Blood River by Tim Butcher is a true account of the authors journey through Africa via the Congo River in 2004. Butcher’s goal is to take the same path a fellow Telegraph writer, Stanley, took nearly 100 years earlier to see what’s become of the Congo River and neighboring towns since. Once bustling towns in the 1950’s and 60’s, they have become 3rd world communities with no running water or electricity since civil wars broke out in the 60’s.
The journey Butcher takes is filled with the constant danger of being attacked by rebels, yet his desire to complete this quest keeps him moving forward despite everyone warning him that he will never make it out in the bush. He encounters many interesting people along the way, from tribal chiefs to Catholic priests, all helping him piece together what exactly happened to the bustling towns that could be reached by train or port in the 50’s.

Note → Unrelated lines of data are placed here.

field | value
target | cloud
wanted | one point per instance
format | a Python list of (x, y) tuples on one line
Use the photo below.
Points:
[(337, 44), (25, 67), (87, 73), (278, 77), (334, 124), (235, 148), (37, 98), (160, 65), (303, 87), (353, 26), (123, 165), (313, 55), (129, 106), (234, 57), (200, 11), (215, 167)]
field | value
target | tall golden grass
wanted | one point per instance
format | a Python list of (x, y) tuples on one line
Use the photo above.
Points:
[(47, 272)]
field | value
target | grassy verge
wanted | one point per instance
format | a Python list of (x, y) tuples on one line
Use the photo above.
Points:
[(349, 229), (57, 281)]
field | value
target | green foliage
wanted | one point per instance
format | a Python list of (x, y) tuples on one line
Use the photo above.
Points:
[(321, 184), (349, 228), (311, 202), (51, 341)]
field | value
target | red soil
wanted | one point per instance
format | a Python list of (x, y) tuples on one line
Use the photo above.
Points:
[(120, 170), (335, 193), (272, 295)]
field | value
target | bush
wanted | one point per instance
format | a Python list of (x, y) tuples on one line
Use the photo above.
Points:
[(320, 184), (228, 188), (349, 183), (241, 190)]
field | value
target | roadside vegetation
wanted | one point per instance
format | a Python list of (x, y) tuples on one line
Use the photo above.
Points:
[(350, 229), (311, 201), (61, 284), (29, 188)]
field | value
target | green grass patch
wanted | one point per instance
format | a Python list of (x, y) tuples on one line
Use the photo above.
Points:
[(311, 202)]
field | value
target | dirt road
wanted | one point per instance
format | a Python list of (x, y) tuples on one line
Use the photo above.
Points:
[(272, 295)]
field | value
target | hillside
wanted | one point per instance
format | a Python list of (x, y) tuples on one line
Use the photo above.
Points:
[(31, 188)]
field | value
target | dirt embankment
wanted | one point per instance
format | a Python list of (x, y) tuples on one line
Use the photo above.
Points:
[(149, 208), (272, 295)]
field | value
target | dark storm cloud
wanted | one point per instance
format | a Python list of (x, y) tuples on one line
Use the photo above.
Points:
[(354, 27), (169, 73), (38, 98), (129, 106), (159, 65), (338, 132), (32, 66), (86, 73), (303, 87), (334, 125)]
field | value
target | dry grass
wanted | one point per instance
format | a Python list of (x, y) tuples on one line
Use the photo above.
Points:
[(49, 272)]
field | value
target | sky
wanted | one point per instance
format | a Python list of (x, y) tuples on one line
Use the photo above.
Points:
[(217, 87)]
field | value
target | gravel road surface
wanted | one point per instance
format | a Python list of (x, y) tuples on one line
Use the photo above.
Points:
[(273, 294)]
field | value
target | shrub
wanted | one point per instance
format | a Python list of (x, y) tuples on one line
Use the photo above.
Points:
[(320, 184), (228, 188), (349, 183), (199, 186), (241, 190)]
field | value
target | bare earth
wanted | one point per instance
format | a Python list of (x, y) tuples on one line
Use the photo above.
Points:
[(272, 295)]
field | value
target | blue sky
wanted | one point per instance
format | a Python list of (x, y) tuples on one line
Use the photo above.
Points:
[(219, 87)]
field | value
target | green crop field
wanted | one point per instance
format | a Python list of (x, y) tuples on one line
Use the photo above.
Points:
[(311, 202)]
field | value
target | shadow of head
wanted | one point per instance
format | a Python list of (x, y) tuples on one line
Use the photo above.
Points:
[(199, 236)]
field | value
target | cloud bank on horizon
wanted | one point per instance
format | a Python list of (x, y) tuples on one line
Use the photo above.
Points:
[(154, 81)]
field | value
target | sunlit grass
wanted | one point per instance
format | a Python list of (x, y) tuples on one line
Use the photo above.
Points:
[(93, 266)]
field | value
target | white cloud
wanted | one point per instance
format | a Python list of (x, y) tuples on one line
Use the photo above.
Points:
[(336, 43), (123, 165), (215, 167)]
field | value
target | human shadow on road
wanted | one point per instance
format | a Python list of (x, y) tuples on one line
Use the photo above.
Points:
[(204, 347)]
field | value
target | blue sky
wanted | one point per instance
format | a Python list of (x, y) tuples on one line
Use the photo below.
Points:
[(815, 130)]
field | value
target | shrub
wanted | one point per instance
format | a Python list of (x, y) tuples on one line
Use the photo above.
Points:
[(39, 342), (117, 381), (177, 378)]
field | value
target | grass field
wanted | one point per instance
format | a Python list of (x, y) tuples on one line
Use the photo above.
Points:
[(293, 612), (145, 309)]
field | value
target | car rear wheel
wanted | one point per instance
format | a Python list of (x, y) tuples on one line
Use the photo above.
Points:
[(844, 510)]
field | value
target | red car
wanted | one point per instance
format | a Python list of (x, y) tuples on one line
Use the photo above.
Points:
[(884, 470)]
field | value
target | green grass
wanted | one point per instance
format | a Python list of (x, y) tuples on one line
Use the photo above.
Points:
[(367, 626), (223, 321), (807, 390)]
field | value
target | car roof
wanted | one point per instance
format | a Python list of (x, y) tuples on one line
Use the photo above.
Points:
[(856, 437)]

No one seems to be able to explain where it all went wrong and the future looks even more bleak as there is absolutely no control over the people in the region. Nothing to stop the rebels from entering towns time and time again, causing the people to flee to the bush, while they ransack their goods. The townspeople simply wait for the rebels to leave and rebuild time and time again. It definitely makes you appreciate their tenacity to keep going, despite these constant setbacks. I was left feeling the hopelessness of it all after reading the book and definitely wouldn’t say it’s a “light” read.